Like the disciples on the road to Emmaus, the eunuch is leaving Jerusalem, but Luke is setting up a contrast of old and new. The eunuch will
not return to the temple. Ever since Stephen’s blood has been mingled with the blood of Jesus, the Way leads in new directions.
When Phillip meets him, the eunuch is in a desert place, a setting that mimics the barrenness of his own body. Yet his reading gives him hope. Though the Suffering Servant of Isaiah 53 is cut off from the land of the living (Isaiah 53:8), he will see his offspring (Isaiah 53:10). The Suffering Servant is a kind of eunuch, but a fruitful one, as his suffering issues in fruitfulness for Zion, the barren woman who becomes a joyful mother of children (Isaiah 54:1).

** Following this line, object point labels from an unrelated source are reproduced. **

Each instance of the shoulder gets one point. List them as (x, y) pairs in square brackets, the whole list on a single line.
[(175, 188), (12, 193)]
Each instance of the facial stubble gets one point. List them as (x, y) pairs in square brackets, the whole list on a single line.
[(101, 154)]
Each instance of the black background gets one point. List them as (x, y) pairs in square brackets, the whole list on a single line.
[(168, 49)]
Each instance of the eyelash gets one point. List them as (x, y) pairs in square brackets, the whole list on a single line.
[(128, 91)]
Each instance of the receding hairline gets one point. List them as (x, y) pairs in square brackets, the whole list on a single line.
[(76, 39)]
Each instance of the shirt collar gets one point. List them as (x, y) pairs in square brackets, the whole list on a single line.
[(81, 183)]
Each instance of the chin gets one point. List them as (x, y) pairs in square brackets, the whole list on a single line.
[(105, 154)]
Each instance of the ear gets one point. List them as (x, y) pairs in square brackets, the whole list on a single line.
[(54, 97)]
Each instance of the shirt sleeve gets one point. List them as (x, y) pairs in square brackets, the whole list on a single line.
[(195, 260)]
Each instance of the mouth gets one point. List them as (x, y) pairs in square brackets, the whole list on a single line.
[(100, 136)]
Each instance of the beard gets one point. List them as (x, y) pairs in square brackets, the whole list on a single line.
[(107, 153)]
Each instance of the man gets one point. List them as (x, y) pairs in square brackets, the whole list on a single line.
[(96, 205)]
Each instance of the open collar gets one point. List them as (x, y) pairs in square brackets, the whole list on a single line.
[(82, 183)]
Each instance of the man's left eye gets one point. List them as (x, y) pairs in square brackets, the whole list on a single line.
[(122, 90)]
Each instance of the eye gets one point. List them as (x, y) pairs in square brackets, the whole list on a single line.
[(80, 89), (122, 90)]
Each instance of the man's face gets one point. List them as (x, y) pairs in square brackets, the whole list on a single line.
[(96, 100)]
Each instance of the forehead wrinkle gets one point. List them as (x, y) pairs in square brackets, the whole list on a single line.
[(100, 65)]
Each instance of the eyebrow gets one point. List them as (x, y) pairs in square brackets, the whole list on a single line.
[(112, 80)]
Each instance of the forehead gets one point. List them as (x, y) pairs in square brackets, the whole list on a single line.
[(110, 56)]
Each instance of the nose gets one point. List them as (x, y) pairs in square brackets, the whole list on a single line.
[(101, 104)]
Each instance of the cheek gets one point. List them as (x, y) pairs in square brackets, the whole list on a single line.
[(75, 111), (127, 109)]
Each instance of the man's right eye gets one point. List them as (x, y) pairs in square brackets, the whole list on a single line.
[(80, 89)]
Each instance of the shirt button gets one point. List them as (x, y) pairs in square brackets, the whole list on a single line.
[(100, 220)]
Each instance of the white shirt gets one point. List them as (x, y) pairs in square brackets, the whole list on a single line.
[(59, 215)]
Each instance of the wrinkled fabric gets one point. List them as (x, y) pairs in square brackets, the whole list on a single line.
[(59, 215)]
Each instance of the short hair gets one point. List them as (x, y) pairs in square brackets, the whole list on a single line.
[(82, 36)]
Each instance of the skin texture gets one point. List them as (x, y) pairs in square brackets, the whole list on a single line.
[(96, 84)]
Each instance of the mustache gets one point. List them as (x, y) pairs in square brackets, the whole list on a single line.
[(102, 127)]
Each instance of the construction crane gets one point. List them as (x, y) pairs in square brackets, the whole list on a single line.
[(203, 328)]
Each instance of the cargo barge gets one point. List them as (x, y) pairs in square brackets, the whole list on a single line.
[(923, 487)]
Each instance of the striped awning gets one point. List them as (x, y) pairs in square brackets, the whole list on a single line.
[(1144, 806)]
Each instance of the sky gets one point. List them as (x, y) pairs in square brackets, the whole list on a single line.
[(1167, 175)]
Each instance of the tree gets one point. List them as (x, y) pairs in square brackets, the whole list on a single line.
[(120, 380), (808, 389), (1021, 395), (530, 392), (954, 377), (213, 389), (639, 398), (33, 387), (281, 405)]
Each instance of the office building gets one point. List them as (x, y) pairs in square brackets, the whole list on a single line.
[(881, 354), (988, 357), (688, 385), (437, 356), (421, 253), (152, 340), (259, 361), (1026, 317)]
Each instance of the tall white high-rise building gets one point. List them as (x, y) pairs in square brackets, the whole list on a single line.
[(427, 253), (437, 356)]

Further on, Isaiah makes explicit reference to eunuchs: “Let no eunuch complain, ‘I am only a dry tree’” (56:3). Rather, the eunuch who keeps Sabbath will have an enduring name better than sons and daughters (56:5). No wonder the eunuch is eager to know this man.
Phillip has learned his hermeneutics from Jesus: Beginning with Isaiah 53 (Acts 8:35; cf. Luke 24:27), he proclaims the gospel of Jesus from all the Scriptures. As they travel, the eunuch sees water. Confessing Jesus, he is baptized, watered to become a fruitful tree, a tree of life. Excluded from the temple, he becomes an “Israelite” by receiving water in the wilderness.
As Jesus said about another text of Isaiah, so Phillip could say: This day Isaiah 56 is fulfilled in our sight. The new is better than the old: It turns dry land into pools of water; it is the covenant of the fruitful eunuch.